I don't know anything about the other three schools.

Questions:

Do you have or have you ever had case management or waiver services?
What is the reason for your placement?

And a resource for any further questions that you might have:

Youth POWER!
Phone: 518-432-0333 Toll Free: 1-888-326-8644
Stephanie Orlando, Director [email protected] x34

133
By Aspen doubling down, this is what I'm referring to:


Contact:
Patty Evans
Chief Marketing Officer
Aspen Education Group
[email protected]; or Mark Dorenfeld, Senior Vice President of Operations, at 626-390-0672 or email at [email protected].

Thank you for your ongoing support. We will keep you updated as we receive information.

134
The devil as always is in the details, but what makes this case so important is that H.R. 911 is based largely on Oregon statute.  

It's going to be really hard for special education, mental health, and child welfare advocates to look the other way when it comes to the therapeutic boarding school industry when they were willing to use the school as a test case for why parents should be reimbursed for special ed services.

This was "supposed" to be a safe school.  I only made the argument as recently as February that it only failed the "appropriate and therapeutic treatment" threshold with all it's use of escort services and monitored phone calls.

If Oregon does the right thing, all child welfare agencies throughout the country have been put on notice.  If H.R. 911 passes intact, these will be the folks that will have the authority to close places like MBA.  

If you want to know why H.R. 911 puts us in a better place than we are right now, look at Monarch.  Mount Bachelor can't operate in Oregon without a license from the Department of Human Services.  Monarch on the other hand only needs a license from their Department of Labor to operate, which as you know are headed by industry cronies.

Only when a professional, educated, DHS equivalent is responsible for the monitoring of Monarch in Montana (which cross your figures, H.R. 911 will require) can a thorough effective investigation take place.

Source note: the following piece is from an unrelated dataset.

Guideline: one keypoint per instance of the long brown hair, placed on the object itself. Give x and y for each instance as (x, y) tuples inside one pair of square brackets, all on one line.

It only strengthens our argument that MBA escaped the first investigation.  The regulatory agencies need to know how easy it is for them to be duped.  Aspen had doubled down on MBA, when I thought they would play it safe and leave the "it's an isolated incident" card open for use.  This story puts a whole lot of dots out there for the public to see that had been hidden previously.  It's up to us to help people connect the dots.

As Che said, this is huge.

135
So as not to jeopardize in any way the ongoing investigation, for now I'm going to keep the comments very brief.  The article that is linked below and the contents therein have been the product of equal parts luck, dedication, observation, preparation, skill, and bravery, least not from those who went to the press and the government agencies to tell their stories.